How to test the performance of batch effect correction algorithms? We apply three popular batch effect correction workflows to scRNA-Seq libraries from three different donors, with batch effects detailed in Figure 2 and the vignette titled “Sample Donor Effects”. We assess the performance of each method using CMS and iLISI scoring. The full results of this test are described in our published Figure 4 and accompanying text.
How are cells classified in a single sample? Single-sample cell classification is a key part of generating a Cell Misclassification Statistic. This vignette describes exactly how cells from a single sample/dataset are categorized as part of a multi-dataset workflow.
Data normalization and merging strategies differentially impact the measured batch effect? We measure the CMS and iLISI scores resulting from two data normalization/scaling methods (log-normalization + scaling vs. SCTransform). We perform each method twice - either on individual samples (prior to merging) or on a joint object of all samples (after merging). The results of this analysis are presented in greater detail in Figure 5 of our manuscript.
How to determine if pooling samples to sequence simultaneously can improve sequencing? scRNA-Seq libraries from two different donors, sequenced to similar depth (Samples 4-A, 4-B and 5-A) were either sequenced at the same time (“sequenced together” samples 4-A & 5-A) or at different times (“sequenced separately” samples 4-B & 5-A). The full results of this test are described in our published Figure 3.
How to determine the batch effects introduced by sample donor? scRNA-Seq libraries from independently processed samples may be combined to produce a single analysis. This vignette describes how we determine the batch effects of three identically prepared and sequenced PBMC datasets, using CMS and iLISI scoring. The results of this workflow are depicted in figure 2A.
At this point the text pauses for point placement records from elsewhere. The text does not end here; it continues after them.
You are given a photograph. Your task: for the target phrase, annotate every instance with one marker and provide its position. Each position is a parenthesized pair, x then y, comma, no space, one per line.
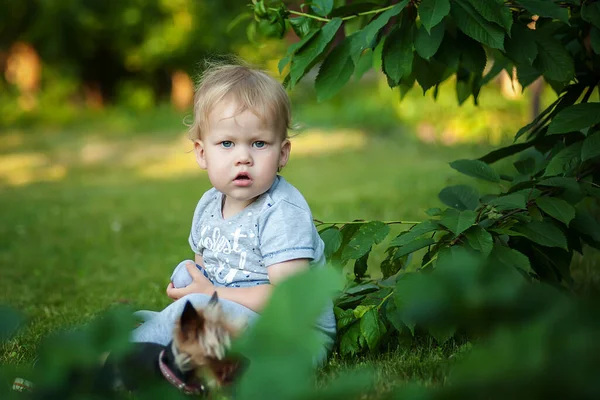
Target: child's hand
(200,284)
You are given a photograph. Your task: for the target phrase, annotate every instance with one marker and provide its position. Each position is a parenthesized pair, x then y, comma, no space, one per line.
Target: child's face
(240,154)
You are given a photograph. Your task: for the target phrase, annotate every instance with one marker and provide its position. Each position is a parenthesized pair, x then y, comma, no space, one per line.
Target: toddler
(253,228)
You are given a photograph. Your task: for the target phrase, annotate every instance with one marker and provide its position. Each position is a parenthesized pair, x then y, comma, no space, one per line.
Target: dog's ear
(191,322)
(214,300)
(227,370)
How to determine the batch effects introduced by sequencing replicate and depth? scRNA-Seq libraries generated from two independently processed PBMC samples were sequenced in duplicate (for a total of four sequencing outputs from two PBMC samples). PBMC sample 4 was sequenced twice without altering any parameters, while PBMC sample 5 was sequenced twice to a different depth of sequence. This vignette describes how we use CMS and iLISI scoring to determine the batch effects occuring from identical sequencing at different times, and from sequencing depth. The sample duplicating scheme is depicted in figure 2B, while results of this workflow are depicted in figures 2C-D.